Analysts International 8-K 2008
SECURITIES AND EXCHANGE COMMISSION
Washington, DC 20549
Pursuant to Section 13 OR 15(d) of the Securities Exchange Act of 1934
Date of Report (date of earliest event reported): February 27, 2008 (February 26, 2008)
Check the appropriate box below if the Form 8-K is intended to simultaneously satisfy the filing obligation of the registrant under any of the following provisions (see General Instruction A.2. below):
¨ Written communications pursuant to Rule 425 under the Securities Act (17 CFR 230.425)
¨ Soliciting material pursuant to Rule 14a-12 under the Exchange Act (17 CFR 240.14a-12)
¨ Pre-commencement communications pursuant to Rule 14d-2(b) under the Exchange Act (17 CFR 240.14d-2(b))
¨ Pre-commencement communications pursuant to Rule 13e-14(c) under the Exchange Act (17 CFR 240.13e-4(c))

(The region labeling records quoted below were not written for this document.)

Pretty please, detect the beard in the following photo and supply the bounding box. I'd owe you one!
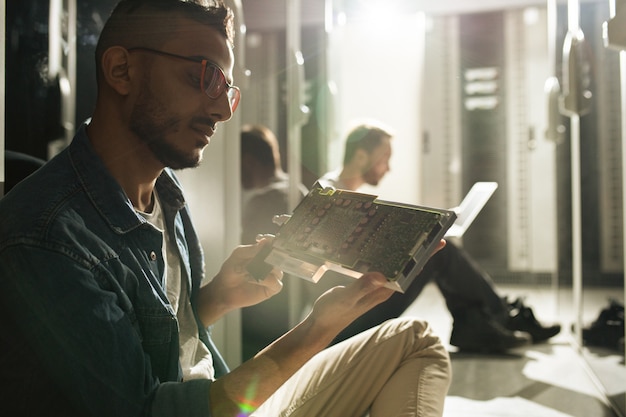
[130,77,202,170]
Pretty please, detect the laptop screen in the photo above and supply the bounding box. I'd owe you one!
[446,182,498,237]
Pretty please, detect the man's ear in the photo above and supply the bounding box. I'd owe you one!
[102,46,131,95]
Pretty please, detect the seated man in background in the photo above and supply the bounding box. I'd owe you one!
[314,122,561,352]
[0,0,450,417]
[241,125,308,360]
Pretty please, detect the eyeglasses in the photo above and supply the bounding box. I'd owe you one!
[128,46,241,113]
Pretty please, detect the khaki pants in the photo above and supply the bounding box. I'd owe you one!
[252,318,451,417]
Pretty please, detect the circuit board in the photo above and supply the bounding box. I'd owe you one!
[246,184,456,291]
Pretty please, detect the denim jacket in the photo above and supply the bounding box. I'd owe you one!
[0,125,225,417]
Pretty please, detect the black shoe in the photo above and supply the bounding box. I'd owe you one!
[505,298,561,343]
[450,309,532,353]
[582,300,624,351]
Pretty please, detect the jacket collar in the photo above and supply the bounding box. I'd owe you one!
[69,122,185,234]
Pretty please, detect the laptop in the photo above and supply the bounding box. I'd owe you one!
[445,181,498,238]
[248,183,456,292]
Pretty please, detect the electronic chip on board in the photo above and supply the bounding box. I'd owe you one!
[248,183,456,292]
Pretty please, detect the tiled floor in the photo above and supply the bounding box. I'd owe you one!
[405,284,626,417]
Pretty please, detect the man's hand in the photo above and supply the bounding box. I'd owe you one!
[198,237,283,326]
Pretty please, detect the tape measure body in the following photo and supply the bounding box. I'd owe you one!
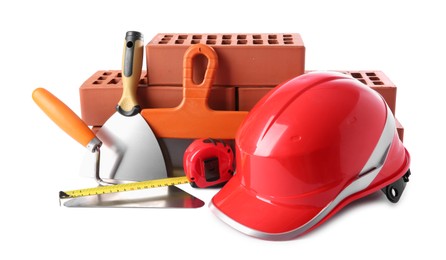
[59,176,189,199]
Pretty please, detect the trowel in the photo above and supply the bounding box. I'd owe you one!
[33,32,204,208]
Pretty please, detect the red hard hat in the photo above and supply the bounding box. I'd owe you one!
[210,72,410,240]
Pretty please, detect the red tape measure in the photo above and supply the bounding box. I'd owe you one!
[183,138,234,188]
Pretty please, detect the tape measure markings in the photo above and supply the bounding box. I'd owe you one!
[59,176,189,199]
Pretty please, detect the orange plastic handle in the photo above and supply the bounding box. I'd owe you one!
[141,44,248,139]
[32,88,96,147]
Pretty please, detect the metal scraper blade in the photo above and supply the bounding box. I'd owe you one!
[63,186,204,208]
[81,113,167,182]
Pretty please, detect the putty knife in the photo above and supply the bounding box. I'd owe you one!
[81,31,167,183]
[32,88,204,208]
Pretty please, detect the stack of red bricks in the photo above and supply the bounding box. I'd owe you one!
[80,33,404,140]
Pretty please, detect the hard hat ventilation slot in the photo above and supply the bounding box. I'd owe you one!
[382,169,411,203]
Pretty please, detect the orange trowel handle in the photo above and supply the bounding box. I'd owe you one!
[32,88,101,151]
[183,44,218,102]
[141,44,248,139]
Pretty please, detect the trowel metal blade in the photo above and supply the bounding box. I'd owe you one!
[63,186,204,208]
[81,113,168,181]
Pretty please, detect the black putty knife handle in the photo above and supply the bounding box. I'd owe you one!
[116,31,144,116]
[32,88,102,152]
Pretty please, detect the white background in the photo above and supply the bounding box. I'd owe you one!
[0,0,446,260]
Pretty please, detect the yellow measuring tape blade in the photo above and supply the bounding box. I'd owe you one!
[59,176,189,199]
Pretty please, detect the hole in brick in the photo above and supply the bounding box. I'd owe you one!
[108,79,119,84]
[192,54,208,85]
[351,72,362,79]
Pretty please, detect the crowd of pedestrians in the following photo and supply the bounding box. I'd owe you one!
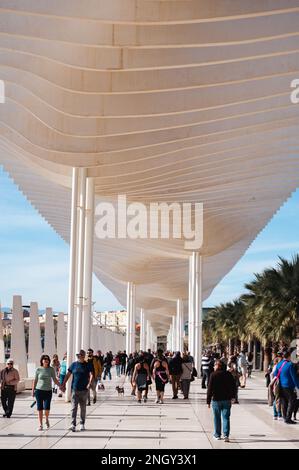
[0,348,299,442]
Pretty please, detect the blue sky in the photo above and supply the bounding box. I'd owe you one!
[0,167,299,311]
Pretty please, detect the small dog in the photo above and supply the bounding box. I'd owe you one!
[115,385,125,395]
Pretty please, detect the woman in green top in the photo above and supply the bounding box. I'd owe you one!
[32,354,61,431]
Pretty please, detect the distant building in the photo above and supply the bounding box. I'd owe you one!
[93,310,127,333]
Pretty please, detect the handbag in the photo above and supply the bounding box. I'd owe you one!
[270,361,287,400]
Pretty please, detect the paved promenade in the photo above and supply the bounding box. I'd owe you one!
[0,370,299,449]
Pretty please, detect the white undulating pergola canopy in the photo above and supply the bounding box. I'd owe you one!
[0,0,299,333]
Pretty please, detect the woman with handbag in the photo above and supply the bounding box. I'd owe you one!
[153,359,169,405]
[132,357,150,403]
[180,354,194,400]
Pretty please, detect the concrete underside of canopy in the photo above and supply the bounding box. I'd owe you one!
[0,0,299,333]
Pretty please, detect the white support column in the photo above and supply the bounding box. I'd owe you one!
[76,168,86,351]
[145,320,151,350]
[57,312,66,362]
[126,282,132,355]
[188,254,194,356]
[193,252,202,371]
[131,283,136,352]
[11,295,28,378]
[0,306,5,364]
[65,168,79,401]
[140,308,146,351]
[172,316,177,351]
[176,299,184,353]
[44,307,56,359]
[28,302,42,377]
[82,178,94,350]
[168,324,173,351]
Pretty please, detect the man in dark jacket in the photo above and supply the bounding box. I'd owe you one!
[169,351,183,400]
[207,360,235,442]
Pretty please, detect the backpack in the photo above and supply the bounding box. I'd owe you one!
[270,361,288,400]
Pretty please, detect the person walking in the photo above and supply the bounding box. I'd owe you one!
[180,353,193,400]
[87,348,102,406]
[103,351,113,380]
[246,352,253,378]
[51,354,60,393]
[120,351,128,375]
[132,355,150,403]
[63,349,94,432]
[273,351,299,424]
[32,354,63,431]
[115,351,121,377]
[0,359,20,418]
[168,351,183,400]
[58,353,67,398]
[207,360,235,442]
[201,351,211,388]
[238,350,248,388]
[230,361,241,405]
[268,354,283,421]
[153,356,169,405]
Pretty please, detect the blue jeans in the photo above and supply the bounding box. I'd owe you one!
[103,366,112,380]
[212,400,231,437]
[273,400,282,418]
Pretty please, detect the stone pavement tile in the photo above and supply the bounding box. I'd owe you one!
[23,436,66,449]
[52,432,109,449]
[0,434,32,449]
[112,429,160,439]
[105,437,160,449]
[160,438,212,449]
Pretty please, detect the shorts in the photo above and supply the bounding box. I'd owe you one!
[35,389,52,411]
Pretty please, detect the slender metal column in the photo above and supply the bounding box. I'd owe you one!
[140,308,146,351]
[145,320,151,350]
[176,299,184,352]
[76,168,86,350]
[131,283,136,352]
[172,316,177,351]
[126,282,132,355]
[66,168,79,401]
[82,178,94,350]
[188,254,194,356]
[193,252,202,371]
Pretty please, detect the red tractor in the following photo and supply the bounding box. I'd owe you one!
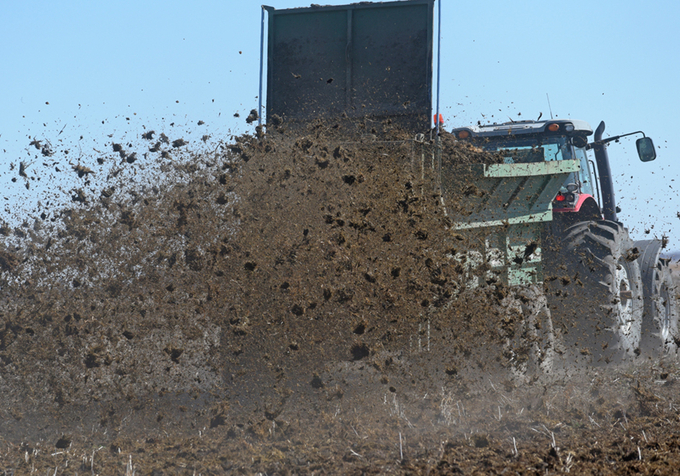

On February 26, 2008, the Board of Directors of Analysts International Corporation (the “Company”) approved the amendment and extension of the Company’s existing shareholder rights plan, dated as of February 27, 2008 (the “Amended Agreement”). The Amended Agreement, like the existing agreement, is intended to deter coercive or abusive tender offers and market accumulations. The Amended Agreement encourages an acquiror to negotiate with the Company’s Board of Directors and enhances the Board’s ability to act in the best interests of all the Company’s shareholders.
The Amended Agreement extends the final expiration date of the common share purchase rights issued under the plan to February 27, 2018 and reduced the exercise price of the rights from $160 to $15. The Amended Agreement also changes the name of the Rights Agent to recognize its successor.
The foregoing summary does not purport to be complete and is qualified in its entirety by reference to the full text of the Amended Agreement, a copy of which has been filed as Exhibit 4.1 to the Company’s Form 8-A filed with the Securities and Exchange Commission on February 27, 2008 and is incorporated herein by reference.
Pursuant to the requirements of the Securities Exchange Act of 1934, the Registrant has duly caused this report to be signed on its behalf by the undersigned hereunto duly authorized.